Quant à elle, la bougresse, elle ne sait plus où elle en est, c’est à peine si elle a assez de force pour se retenir d’une main à la table, qui est en ce moment le trône des plaisirs, ses yeux sont fermés tant le chatouillement qu’elle éprouve est grand, elle a croisé ses jambes sur les reins de son fouteur, afin d’y joindre plus étroitement, son con n’est plus qu’un vaste réservoir de foutre, il coule à flots, elle rend trois et quatre décharges pour une : Ah !… ah !… s’écrie-t-elle, mon ami… va… va… jusqu’au fond… ah ! ah !… tu me vas au cœur… tu fous comme un ca… pi… taine… comme un ma… jor… oh ! oh !… gé…né…ral… Ce n’est qu’après l’avoir gratifié des plus beaux grades qu’en répétant une dernière fois… Ah ! je n’en puis plus, je me meure !… qu’en sentant le foutre de son amant se mêler au sien, elle en rend elle-même encore une cinquième et copieuse libation.

Quoique les militaires n’ayent jamais que des amours de passade comme ils les appellent, ils font encore une distinction entre les cuisinières bonne enfant et les chipies, les bonnes enfants sont pour eux, celles qui leur repassent de temps en temps une carotte par le trou de lavier (terme militaire), et qui surtout dans les ébats amoureux se laissent injecter le foutre dans le fond du vagin au lieu de désarçonner le cavalier et de retirer l’oiseau de la cage au moment où la semence va s’élancer comme font les chipies. Le militaire aime à avoir naturellement ses franches coudées et ne connaît pas de demi jouissances, aussi la cuisinière, qui craint de se voir engrossée et refuse de recevoir la décharge est-elle rarement sans être abandonnée par son amant après un court laps de temps. Au lieu qu’on a vu des militaires conserver toujours la même particulière pendant tout le séjour dans une garnison et cela sans le moindre désir d’en changer, ni la moindre velléité d’infidélité, parce qu’ils savaient que leur objet aimerait mieux dans l’action sucer jusqu’à la moindre parcelle de leur foutre que d’en laisser tomber une goutte par terre.

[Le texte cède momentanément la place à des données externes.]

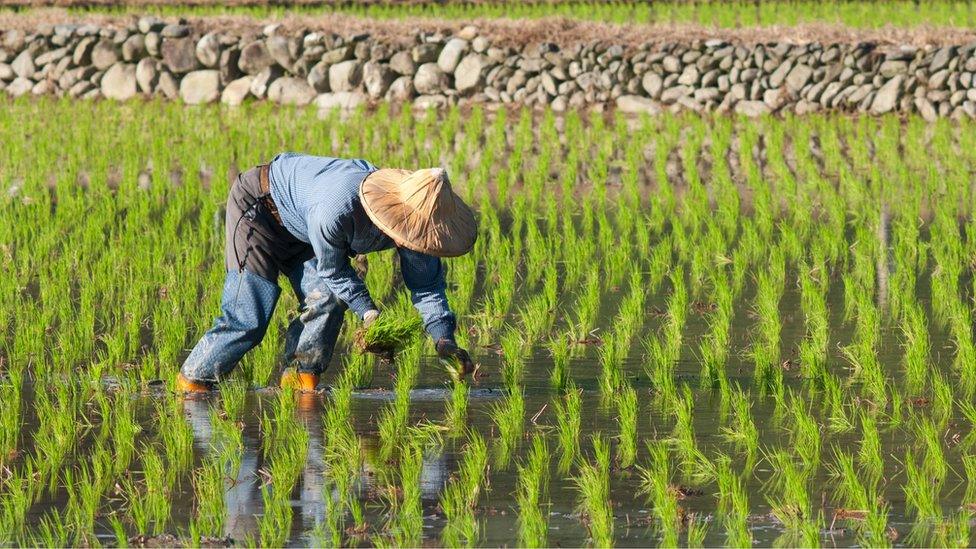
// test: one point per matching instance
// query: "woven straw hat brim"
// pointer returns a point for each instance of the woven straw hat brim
(419, 211)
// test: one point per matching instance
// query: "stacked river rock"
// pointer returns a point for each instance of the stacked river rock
(177, 62)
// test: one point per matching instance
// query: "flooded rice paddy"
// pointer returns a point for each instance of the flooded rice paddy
(689, 331)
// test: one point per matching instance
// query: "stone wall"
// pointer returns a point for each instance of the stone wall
(177, 61)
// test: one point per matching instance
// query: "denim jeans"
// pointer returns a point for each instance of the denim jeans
(258, 250)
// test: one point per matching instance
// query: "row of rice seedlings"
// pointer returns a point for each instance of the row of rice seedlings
(695, 228)
(460, 496)
(285, 444)
(393, 419)
(792, 505)
(859, 501)
(531, 495)
(593, 484)
(656, 484)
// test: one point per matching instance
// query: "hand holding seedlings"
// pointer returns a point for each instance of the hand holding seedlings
(385, 334)
(456, 359)
(316, 209)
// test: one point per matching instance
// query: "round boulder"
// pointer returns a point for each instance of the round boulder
(430, 79)
(291, 91)
(255, 58)
(119, 82)
(200, 87)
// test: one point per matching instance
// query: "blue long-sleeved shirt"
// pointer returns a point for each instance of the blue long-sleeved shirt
(318, 201)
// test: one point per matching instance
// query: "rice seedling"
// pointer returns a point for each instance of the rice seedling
(460, 496)
(531, 495)
(656, 484)
(733, 504)
(593, 484)
(390, 332)
(509, 418)
(568, 410)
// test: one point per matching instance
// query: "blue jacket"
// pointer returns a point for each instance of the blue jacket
(318, 201)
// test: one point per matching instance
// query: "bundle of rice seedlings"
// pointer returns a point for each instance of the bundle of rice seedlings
(389, 333)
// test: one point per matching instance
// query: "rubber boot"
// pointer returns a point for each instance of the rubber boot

Nul doute que la putain que nous avons sous les yeux ne soit du nombre des bonnes d’enfant elle étreint trop amoureusement son cavalier et ses jambes croisées le retiennent trop bien pour que l’on doive supposer qu’elle veuille qu’il se retire au moment de la décharge.

(Ici l’explication des tableaux fut un moment suspendue par un profond soupir de la petite brune qui avait envié une heure avant le bonheur de Constance allant coucher avec son conducteur de cabriolet. Tous les regards se portèrent sur elle et l’on s’aperçut que la petite putain excitée par les tableaux et la lasciveté de leur explication, avait passé une main sous ses jupons et n’avait pu résister au désir de se branler, ce qui lui avait arraché le soupir interrupteur, elle venait de décharger. La gaîté que cet incident avait fait naître chez ces demoiselles étant un peu calmée, Nanette continua en passant au dixième tableau.)